Transparent Quality: Building Trust with Psychometrics
Justin Paulsen & Allison BrckaLorenz--Whatever the data might be, someone is always going to ask, “Can you really trust those findings?” Effectively, that is a question about the validity of the data. There are a few different validity frameworks out in the literature (Borsboom, Mellenbergh, & van Heerden’s, 2004; Lissitz & Samuelson, 2007; Messick, 1989; etc.), but at the Center of Postsecondary Research, we subscribe to Messick’s framework of Unified Validity (see figure below) and provide such evidences for our NSSE, FSSE, and BCSSE surveys. We provide some examples in this blog, but more can be found at our NSSE and FSSE psychometric portfolio websites. These web pages are dedicated to studies of validity, reliability, and other indicators of data quality.
Recently researchers presented guidance on building and maintaining a portfolio of data quality at the 2018 Association for Institutional Research Forum in Orlando, FL. Examples of evidence to fill a portfolio are below.
Evidence based on Test Content
Evidence used to show that the content of the survey is representative of the content domain.
NSSE Example: In validating the Civic Engagement Topical module we examine key scholars in the literature (e.g., Ehrlich, Jacoby), ask experts in the area questions (e.g., Are we measuring what is important? Are these items actionable?), and examine existing associations’ standards (e.g., Institute for Democracy & Higher Education).
Evidence based on Response Process
Evidence that indicates the relationship between the construct and the actual performance on the item.

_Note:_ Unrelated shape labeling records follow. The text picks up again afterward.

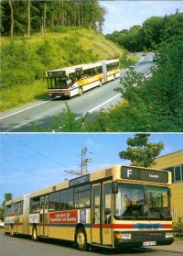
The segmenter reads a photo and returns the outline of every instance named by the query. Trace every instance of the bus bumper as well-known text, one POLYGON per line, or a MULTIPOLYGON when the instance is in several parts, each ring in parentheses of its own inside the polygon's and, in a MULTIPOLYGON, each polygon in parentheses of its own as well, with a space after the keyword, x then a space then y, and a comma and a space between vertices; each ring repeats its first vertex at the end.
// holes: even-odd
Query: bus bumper
POLYGON ((172 231, 114 232, 114 247, 169 245, 174 241, 172 234, 172 231))
POLYGON ((70 97, 70 92, 64 92, 64 93, 62 93, 62 92, 60 92, 60 93, 48 93, 48 95, 49 96, 53 96, 53 97, 62 97, 62 98, 64 98, 64 97, 70 97))

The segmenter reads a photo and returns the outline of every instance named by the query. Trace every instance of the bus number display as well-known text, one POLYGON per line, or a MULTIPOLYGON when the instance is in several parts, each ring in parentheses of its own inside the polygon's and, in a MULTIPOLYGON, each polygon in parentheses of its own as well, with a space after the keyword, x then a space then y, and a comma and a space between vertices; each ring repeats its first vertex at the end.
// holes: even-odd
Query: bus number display
POLYGON ((121 169, 122 179, 145 181, 145 182, 156 182, 167 184, 168 173, 166 172, 140 169, 135 167, 123 166, 121 169))

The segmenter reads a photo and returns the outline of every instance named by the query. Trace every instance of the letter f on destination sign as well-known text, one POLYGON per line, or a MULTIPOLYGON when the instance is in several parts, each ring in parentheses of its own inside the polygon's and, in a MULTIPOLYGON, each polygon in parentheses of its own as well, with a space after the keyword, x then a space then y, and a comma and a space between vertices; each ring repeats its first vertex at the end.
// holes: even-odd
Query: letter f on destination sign
POLYGON ((132 175, 132 170, 128 169, 127 170, 127 177, 129 178, 130 175, 132 175))

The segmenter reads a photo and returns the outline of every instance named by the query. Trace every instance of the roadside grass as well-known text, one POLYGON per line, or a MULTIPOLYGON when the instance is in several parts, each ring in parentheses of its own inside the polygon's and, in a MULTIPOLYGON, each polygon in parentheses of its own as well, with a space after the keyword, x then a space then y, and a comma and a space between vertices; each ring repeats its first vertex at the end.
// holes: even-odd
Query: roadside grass
POLYGON ((45 72, 80 63, 135 56, 93 30, 55 28, 45 37, 1 38, 1 102, 5 111, 47 95, 45 72))
POLYGON ((0 111, 3 112, 47 96, 47 84, 43 80, 35 81, 31 84, 18 84, 5 88, 1 90, 0 111))
POLYGON ((174 236, 174 240, 175 241, 182 241, 183 242, 183 236, 178 236, 178 237, 174 236))

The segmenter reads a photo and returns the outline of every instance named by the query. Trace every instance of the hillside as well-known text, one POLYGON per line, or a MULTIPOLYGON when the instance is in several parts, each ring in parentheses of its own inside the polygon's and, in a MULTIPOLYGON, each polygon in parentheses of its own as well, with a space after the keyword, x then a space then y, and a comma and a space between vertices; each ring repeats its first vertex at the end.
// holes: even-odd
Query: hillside
POLYGON ((127 56, 132 58, 125 50, 86 28, 58 28, 45 37, 2 38, 0 109, 44 98, 47 70, 127 56))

NSSE Example: In developing the 2013 revised survey, we conducted cognitive interviews with college students to see how they interpreted the questions. An initial draft included items that asked students about both “Synthesizing an idea, experience, or line of reasoning” and “Analyzing an idea, experience, or line of reasoning.” Students were unable to differentiate between synthesizing and analyzing, and so the “Synthesizing…” item was dropped, as it was a more difficult item to read.
Evidence based on Internal Structure
Evidence indicating the degree to which items relate to the conceptual framework.

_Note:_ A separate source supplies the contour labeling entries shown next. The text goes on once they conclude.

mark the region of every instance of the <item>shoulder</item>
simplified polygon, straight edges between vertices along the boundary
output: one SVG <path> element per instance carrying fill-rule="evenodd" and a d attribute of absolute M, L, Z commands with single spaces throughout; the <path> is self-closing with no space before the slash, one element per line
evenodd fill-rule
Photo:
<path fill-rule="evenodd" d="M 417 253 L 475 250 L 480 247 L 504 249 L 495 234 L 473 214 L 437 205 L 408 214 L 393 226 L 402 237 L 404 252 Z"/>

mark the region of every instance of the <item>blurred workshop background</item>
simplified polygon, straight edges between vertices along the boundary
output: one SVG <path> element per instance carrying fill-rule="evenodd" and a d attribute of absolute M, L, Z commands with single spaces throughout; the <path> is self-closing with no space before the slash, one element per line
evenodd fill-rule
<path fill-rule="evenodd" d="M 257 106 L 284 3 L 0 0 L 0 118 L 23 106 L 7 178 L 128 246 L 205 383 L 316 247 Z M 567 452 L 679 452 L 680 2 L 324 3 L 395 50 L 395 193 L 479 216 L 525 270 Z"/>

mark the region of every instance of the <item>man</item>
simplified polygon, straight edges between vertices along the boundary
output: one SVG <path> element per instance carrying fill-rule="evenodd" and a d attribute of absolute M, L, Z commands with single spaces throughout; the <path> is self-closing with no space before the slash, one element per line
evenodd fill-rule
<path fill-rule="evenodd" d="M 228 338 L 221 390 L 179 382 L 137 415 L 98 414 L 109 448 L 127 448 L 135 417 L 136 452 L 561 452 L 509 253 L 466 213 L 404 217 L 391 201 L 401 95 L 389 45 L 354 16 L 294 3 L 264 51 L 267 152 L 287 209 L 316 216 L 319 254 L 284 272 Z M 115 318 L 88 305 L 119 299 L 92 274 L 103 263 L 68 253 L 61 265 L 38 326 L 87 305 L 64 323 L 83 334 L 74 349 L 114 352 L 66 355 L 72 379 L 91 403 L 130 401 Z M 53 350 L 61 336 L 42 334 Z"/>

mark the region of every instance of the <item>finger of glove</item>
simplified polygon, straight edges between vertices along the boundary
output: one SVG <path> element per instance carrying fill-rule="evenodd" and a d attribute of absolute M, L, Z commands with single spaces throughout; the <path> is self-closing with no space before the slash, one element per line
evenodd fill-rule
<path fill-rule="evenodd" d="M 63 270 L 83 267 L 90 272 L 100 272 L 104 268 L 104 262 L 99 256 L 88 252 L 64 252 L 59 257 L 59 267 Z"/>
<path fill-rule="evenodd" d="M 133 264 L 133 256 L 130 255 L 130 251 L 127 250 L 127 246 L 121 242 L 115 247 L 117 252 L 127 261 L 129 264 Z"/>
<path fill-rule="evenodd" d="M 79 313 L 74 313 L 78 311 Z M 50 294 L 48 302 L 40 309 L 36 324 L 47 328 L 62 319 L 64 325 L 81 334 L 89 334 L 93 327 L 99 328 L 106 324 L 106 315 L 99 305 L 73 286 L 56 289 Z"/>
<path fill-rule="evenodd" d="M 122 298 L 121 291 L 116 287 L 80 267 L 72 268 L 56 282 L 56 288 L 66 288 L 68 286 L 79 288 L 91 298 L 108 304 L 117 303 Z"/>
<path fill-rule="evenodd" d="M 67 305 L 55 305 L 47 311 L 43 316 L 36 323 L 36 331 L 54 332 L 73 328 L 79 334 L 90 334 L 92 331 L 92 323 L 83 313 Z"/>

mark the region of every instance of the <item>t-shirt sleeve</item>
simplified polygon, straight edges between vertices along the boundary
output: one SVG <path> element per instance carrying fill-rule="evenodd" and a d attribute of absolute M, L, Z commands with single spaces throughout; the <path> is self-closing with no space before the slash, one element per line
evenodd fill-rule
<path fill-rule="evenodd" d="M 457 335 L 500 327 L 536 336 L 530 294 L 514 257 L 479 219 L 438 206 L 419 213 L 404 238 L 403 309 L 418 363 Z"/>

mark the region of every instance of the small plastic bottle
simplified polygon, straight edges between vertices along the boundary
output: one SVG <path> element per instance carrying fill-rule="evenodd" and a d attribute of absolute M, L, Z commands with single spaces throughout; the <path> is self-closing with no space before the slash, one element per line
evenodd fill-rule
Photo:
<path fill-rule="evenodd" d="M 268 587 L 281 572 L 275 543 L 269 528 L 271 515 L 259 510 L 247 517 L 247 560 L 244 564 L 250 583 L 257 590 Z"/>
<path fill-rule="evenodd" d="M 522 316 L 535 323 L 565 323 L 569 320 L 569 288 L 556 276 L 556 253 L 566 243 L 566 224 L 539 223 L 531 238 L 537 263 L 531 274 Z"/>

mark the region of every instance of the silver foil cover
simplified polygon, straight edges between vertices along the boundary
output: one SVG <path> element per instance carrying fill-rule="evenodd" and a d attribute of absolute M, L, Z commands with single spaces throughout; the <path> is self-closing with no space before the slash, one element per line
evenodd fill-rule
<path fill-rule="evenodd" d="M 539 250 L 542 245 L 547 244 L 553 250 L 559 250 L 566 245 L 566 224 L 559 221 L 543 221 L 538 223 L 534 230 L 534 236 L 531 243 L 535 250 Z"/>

Examples: NSSE and FSSE provide CFA model fits, inter-item correlations, internal consistency measures, and differential item functioning estimates of the various scales included in those surveys. These measures help users to understand the degree to which hypothesized scale items actually share common variance and measure the same latent construct.
Evidence based on Relations to Other Variables
Evidence indicating the degree to which relationships with other constructs follow expectations.
NSSE Example: NSSE examined the extent to which the NSSE scales related to second to third semester retention. The study found that after conditioning on pre-college ability, those who rated active and collaborative learning scales the highest had significantly higher retention rates than those who rated their active and collaborative learning experience lower.
Evidence based on Consequences of Testing
Evidence indicating the degree to which consequences of test score use are related to the conceptual framework of the test.
NSSE Example: NSSE solicits colleges and universities to share how they use their data and to what effect. The University of Nebraska at Lincoln shared:
NSSE findings called attention to the need to revisit UNL’s learning outcomes and the structure of its general education program. UNL provided each college with a detailed report of their students’ NSSE responses. Some colleges shared the results with other constituent groups (students, alumni, faculty members), and all colleges used the results as benchmark data.